During an interview on 4/12/23 at 1:52 PM certified nurse aide (CNA) #10 stated bed rails were present on all the beds, and some of the residents used bed rails for turning and sitting up. The CNA stated they had just assisted Resident #11 to bed using a mechanical lift and the bed rails were raised after putting the resident to bed. The CNA was not aware of any resident that did not have bed rails and was not aware of potential dangers of bed rail use.
During an interview on 4/12/23 at 1:56 PM, CNA # 18 stated all residents were able to have their bed rails up. The CNA was not aware of anybody who was not supposed to have bed rails. The CNA stated they raised resident bed rails after care was complete. They were not aware of any risks associated with bed rail use.

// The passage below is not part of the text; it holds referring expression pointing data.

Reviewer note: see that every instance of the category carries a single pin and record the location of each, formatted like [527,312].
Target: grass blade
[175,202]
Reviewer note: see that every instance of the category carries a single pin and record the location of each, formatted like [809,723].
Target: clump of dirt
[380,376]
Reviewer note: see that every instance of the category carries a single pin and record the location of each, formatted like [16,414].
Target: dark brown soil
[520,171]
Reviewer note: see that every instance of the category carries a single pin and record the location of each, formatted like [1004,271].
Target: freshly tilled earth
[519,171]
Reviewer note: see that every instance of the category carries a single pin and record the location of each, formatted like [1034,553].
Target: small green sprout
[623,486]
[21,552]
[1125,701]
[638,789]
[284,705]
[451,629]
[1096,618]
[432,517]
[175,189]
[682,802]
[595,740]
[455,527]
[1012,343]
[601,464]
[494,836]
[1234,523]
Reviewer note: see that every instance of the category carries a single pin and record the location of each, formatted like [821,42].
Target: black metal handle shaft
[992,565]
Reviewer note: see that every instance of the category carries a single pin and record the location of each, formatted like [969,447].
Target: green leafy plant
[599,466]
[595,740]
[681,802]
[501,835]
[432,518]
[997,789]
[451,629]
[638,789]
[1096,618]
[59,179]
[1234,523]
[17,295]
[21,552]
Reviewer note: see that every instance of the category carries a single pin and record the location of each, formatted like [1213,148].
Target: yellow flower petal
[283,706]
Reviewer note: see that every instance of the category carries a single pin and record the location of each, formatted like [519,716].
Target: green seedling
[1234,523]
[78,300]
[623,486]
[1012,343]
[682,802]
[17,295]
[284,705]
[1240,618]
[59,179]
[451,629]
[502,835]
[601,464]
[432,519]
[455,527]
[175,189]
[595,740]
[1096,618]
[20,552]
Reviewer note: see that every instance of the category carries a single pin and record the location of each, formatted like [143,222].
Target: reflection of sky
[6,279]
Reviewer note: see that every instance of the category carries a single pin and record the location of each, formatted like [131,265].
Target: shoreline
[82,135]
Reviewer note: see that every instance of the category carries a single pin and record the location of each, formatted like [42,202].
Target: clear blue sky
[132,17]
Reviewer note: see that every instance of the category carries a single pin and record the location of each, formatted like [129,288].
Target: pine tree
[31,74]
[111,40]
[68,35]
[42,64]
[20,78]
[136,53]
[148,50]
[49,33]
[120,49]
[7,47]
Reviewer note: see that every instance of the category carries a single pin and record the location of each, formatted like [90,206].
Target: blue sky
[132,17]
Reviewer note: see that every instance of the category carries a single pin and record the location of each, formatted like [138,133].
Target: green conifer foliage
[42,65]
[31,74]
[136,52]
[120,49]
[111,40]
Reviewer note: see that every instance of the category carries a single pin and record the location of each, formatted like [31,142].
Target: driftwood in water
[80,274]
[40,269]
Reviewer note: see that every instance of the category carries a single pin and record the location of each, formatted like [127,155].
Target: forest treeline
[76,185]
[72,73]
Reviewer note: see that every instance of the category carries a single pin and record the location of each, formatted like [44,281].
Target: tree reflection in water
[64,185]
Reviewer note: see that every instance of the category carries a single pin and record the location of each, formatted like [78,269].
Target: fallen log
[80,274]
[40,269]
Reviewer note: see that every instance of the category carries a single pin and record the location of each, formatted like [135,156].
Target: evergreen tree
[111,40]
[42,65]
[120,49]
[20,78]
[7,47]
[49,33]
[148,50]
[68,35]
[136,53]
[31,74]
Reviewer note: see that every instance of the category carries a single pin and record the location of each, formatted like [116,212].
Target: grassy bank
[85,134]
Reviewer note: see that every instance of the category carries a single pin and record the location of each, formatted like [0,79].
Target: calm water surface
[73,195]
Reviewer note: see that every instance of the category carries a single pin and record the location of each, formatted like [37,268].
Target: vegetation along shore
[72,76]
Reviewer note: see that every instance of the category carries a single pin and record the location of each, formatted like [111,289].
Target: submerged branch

During a follow-up interview on 4/13/23 at 8:48 AM, the DON stated the facility did not perform bed rail assessments to determine a resident's ability to use them. All resident beds included bed rails. Their policy contained a statement that upper bed rails used for bed mobility and transfers were not considered a restraint. All of the beds in the facility were equipped with original bed rails that came with the beds. The policy did not address other possible bed rail dangers, or reasons bed rails may not be safe to use. The DON stated maintenance performed entrapment assessments every 6 months on all beds. The DON did not feel there was a danger to the residents from bed rail use. They felt staff would notify the charge nurse if any resident was in danger from bed rail use.
During an interview 4/14/23 at 1:18 PM, physician #3 stated bed rail use should be individualized and assessed for each resident's safety.